Horia Varlan/Emily Cho
Earth & Energy

Stop Whining That Your Plastic Straws Are Disappearing. Be Glad They’re Not Ending Up In Oceans.

Most pro-straw complaints really just suck.

Claudia GeibMarch 22nd 2018

The war on plastic waste is in full swing, and plastic straws appear to be the first to fall.

You’d think these ubiquitous tubes of plastic would be easily vanquished: they’re one of the top items found strewn on beaches and in the stomachs of marine animals. And they seem like they would be easy enough to phase out without anybody minding. Right?

Not so. Some people are already protesting the disappearance of straws from bars, restaurants, and even events hosted by major beverage companies. The complaints run from the legitimate to the ridiculous, but overall, they don’t make a strong enough case to let the straw stick around.

The pro-straw arguments, distilled:

  • Straws are just “more fun to drink out of.”
  • You’re grossed out by putting your mouth on the edge of a restaurant’s cup. (What about their cutlery and plates?)
  • You use straws to keep painfully cold or tooth-staining liquids away from your sensitive pearly whites. (We’ll give you that one.)

What these complaints have in common is that they’re solved by the same easy solution: reusable straws. Reusable straws are available in a variety of materials, from easy-to-clean stainless steel to soft silicone for those with cold-sensitive teeth, and usually for $1 or less per straw. Most come with a brush that make them easily washed out, and you can throw them in your car, or one in each of your favorite bags, and forget about it until you find yourself strawless in Seattle.

There is only one argument in favor of plastic straws that we can’t shoot down, and that’s one made by disability advocate Pam Duncan-Glancy, a resident of Scotland, which may soon be the first straw-free country in Europe. Duncan-Glancy points out that straws are essential to many people with disabilities, making drinking in public easier and more dignified. An inflexible metal or silicone reusable straw might not be a good fit for individuals with difficulty controlling their bite, she points out, and suggesting people buy their own straws in bulk passes on yet another cost to a community that already faces a largely inaccessible world.

In this case, we’re with Duncan-Glancy in saying that restaurants should keep a few plastic straws around for clients that absolutely need them. Meanwhile, we should continue to push for manufacturers to create better biodegradable materials, ones that are flexible and sturdy enough to drink from, but green enough to be easily composted. (Corn-oil products are showing early promise, but they need to be composted in a special facility, not in your backyard pile.)
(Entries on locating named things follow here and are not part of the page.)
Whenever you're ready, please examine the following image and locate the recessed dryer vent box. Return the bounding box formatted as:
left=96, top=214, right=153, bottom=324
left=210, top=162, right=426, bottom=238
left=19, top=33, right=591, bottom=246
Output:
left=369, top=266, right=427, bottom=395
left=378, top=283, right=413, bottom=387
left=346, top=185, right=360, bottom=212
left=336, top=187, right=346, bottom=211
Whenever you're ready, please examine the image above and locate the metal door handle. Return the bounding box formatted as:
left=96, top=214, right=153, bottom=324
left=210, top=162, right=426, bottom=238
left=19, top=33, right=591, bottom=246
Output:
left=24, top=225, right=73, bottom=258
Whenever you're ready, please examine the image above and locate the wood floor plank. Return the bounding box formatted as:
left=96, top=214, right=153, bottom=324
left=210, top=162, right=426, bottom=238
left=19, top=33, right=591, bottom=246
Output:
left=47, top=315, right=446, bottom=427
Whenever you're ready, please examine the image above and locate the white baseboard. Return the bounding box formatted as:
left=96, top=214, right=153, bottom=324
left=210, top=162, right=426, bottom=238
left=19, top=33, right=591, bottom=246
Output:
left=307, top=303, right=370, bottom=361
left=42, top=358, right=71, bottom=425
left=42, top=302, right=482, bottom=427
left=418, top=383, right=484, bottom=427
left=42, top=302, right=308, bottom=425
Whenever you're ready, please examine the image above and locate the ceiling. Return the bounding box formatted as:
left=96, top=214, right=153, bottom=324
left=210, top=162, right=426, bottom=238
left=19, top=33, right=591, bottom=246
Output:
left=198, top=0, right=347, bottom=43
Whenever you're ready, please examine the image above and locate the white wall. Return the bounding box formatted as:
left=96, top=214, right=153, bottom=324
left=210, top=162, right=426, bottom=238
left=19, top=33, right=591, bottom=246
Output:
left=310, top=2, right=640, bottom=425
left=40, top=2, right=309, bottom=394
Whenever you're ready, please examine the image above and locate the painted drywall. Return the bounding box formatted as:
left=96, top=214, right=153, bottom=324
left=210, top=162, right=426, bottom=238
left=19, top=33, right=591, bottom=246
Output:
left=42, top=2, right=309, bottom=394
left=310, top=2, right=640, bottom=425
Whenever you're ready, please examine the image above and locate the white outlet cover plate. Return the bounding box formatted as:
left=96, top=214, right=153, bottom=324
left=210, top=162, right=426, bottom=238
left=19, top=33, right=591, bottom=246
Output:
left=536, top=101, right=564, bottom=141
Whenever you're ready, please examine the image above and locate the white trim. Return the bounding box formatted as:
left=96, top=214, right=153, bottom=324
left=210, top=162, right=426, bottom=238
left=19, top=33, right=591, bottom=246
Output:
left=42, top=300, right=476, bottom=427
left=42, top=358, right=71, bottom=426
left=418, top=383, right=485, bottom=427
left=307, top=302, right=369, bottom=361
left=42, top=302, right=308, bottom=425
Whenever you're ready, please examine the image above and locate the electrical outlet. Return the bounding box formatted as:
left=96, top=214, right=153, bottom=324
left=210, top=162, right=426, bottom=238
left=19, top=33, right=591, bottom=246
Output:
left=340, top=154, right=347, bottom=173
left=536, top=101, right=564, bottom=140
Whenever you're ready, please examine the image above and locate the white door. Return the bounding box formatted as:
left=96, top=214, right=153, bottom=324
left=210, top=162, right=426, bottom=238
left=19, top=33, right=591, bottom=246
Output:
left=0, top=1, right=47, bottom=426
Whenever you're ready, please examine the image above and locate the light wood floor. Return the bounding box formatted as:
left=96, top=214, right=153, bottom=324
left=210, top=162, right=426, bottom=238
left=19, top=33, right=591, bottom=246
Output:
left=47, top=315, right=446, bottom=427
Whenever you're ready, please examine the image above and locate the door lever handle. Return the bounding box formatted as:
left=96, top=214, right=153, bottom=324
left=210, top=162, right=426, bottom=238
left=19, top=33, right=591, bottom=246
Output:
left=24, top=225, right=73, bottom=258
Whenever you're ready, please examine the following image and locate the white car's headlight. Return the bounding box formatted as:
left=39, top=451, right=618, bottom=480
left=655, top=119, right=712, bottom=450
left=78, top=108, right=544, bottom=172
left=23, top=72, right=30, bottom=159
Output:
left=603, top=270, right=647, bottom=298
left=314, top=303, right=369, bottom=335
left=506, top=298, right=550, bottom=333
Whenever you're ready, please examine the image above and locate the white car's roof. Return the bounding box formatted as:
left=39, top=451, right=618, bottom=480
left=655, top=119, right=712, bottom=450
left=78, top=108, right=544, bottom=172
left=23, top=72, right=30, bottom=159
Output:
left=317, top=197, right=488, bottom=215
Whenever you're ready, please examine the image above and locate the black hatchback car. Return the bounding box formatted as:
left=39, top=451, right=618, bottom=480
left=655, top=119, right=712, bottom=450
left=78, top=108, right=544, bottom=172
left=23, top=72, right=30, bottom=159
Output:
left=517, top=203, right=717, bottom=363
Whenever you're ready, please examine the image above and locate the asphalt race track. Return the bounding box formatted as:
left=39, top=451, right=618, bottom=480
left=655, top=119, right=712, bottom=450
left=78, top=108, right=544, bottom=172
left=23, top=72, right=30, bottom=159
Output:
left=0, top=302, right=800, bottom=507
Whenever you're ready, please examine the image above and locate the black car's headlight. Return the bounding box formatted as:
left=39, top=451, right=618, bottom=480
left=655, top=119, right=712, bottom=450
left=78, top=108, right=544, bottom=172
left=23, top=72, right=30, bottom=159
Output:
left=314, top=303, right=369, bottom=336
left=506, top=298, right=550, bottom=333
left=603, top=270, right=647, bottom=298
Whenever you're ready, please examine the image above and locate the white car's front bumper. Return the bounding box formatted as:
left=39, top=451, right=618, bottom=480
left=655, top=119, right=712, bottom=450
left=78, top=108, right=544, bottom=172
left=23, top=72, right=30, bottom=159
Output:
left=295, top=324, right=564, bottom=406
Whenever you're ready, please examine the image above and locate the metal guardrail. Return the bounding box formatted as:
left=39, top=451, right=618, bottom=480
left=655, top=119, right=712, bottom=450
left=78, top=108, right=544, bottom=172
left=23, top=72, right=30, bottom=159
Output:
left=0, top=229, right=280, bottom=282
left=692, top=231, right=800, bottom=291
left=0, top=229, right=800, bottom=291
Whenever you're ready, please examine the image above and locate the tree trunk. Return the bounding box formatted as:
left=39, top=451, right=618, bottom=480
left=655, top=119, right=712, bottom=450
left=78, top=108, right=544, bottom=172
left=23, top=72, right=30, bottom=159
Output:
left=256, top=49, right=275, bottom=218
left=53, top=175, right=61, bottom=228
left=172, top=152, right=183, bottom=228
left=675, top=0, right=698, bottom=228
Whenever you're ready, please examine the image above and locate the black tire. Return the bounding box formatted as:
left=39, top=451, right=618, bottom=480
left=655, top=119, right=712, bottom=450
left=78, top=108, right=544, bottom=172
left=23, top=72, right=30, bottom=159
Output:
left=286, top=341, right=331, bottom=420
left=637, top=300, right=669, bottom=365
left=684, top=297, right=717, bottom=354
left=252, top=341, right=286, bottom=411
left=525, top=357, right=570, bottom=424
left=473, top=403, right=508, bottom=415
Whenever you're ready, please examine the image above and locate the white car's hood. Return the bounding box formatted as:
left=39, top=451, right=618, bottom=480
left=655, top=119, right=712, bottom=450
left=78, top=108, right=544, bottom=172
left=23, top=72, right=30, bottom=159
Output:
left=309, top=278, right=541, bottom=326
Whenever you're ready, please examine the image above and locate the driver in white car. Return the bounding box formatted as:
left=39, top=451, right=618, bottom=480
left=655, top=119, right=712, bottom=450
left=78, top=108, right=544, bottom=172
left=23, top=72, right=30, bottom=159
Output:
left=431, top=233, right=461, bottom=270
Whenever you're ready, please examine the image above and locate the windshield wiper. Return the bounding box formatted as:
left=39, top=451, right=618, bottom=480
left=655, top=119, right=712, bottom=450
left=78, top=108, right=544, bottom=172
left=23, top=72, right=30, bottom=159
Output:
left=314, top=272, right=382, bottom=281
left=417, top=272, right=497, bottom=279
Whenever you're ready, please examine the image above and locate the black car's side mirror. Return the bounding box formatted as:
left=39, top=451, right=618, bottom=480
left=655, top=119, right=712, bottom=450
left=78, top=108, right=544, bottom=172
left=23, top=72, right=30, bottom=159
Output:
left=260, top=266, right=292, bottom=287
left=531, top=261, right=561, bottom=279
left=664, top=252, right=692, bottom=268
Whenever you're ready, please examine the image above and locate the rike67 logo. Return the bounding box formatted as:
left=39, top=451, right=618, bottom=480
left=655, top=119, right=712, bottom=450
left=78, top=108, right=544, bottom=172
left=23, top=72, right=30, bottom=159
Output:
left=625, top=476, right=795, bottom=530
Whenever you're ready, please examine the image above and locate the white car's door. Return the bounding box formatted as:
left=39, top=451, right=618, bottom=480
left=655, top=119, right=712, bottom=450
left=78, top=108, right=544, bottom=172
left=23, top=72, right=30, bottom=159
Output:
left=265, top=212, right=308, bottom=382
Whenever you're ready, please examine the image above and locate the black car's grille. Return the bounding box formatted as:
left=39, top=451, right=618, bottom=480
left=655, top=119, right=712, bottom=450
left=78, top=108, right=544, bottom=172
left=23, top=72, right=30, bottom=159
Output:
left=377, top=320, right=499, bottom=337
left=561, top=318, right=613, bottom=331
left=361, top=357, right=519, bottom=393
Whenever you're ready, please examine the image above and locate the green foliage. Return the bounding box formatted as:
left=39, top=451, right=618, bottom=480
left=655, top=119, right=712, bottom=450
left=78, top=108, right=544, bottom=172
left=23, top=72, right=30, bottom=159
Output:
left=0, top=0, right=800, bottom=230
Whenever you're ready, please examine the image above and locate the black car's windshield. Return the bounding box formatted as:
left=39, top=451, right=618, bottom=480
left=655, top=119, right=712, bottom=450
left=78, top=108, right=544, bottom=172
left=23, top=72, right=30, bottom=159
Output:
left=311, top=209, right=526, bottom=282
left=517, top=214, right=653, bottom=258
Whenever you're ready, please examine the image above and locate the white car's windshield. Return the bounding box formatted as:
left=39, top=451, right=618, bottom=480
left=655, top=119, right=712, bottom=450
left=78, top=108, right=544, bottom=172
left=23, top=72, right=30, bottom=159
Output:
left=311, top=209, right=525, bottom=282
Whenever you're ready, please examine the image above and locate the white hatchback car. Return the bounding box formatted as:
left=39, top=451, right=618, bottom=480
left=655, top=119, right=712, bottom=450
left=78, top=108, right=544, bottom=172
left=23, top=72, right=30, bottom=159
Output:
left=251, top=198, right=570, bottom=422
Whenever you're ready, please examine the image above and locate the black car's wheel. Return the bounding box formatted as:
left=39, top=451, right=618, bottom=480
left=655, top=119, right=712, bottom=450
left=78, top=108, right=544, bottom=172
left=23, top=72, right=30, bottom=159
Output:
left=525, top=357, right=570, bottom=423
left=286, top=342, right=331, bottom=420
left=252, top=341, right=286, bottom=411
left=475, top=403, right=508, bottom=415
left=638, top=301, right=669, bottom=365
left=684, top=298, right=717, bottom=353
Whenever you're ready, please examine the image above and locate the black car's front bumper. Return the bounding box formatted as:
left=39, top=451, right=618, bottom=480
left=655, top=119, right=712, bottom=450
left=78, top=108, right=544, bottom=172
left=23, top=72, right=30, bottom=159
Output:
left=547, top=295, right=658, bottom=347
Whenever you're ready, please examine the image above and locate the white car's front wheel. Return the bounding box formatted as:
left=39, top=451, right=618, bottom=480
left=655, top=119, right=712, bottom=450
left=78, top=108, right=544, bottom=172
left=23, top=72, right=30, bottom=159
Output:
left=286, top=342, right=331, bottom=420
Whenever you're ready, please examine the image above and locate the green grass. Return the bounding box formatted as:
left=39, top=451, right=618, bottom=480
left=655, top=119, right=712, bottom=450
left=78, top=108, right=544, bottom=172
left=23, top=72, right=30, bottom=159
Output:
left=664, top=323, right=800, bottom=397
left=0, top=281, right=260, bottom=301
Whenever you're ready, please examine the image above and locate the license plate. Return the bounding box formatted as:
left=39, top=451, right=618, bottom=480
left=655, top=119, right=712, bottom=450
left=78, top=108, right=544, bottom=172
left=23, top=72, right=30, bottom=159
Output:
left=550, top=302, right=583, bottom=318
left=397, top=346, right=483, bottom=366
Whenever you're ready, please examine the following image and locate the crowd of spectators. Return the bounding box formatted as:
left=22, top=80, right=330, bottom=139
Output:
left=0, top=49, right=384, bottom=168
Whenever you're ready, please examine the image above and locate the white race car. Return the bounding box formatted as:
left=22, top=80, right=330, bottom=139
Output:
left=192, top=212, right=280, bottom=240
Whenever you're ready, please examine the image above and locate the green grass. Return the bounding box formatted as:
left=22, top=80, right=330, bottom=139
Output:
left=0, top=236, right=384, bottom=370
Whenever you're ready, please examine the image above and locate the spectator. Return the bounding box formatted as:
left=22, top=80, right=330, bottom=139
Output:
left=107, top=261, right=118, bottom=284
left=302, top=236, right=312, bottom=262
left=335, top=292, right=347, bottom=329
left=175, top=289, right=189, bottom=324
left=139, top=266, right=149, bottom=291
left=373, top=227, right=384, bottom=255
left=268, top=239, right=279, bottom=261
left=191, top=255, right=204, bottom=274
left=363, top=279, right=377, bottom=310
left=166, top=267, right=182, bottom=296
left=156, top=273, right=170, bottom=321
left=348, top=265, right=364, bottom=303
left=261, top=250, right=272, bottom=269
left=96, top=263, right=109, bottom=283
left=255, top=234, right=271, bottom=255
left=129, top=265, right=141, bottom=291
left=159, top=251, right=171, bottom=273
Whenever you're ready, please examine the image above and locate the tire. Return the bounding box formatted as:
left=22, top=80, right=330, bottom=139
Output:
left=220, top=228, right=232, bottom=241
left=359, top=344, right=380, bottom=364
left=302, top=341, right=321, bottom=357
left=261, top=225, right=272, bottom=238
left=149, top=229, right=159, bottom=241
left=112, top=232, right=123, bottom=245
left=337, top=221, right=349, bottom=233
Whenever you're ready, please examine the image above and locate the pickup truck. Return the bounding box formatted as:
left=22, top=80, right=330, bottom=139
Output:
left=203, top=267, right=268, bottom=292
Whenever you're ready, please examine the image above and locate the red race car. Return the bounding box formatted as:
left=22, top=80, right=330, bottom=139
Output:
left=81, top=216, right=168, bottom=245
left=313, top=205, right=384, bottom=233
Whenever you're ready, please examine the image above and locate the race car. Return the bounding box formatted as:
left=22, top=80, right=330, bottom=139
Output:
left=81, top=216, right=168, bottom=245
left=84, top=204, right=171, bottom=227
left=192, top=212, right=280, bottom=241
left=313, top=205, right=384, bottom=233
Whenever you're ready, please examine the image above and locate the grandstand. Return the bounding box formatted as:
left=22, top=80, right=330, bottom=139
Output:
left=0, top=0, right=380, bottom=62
If you’re still holding onto your plastic straws with a death grip, it may change things if you know that when their plastic break down, their pieces impact every part of the oceanic food chain — from small fish, to coral reefs, to giant whales. Maybe the fact that the chemicals from plastic could make men infertile (yikes) will get you to loosen your grip. Or does the fact that plastic could end up in the water we drink, bottled or not, and the seafood you’re eating, bring it a little closer to home?

If not, we’re not afraid to say: that really sucks. For you, and for everyone else.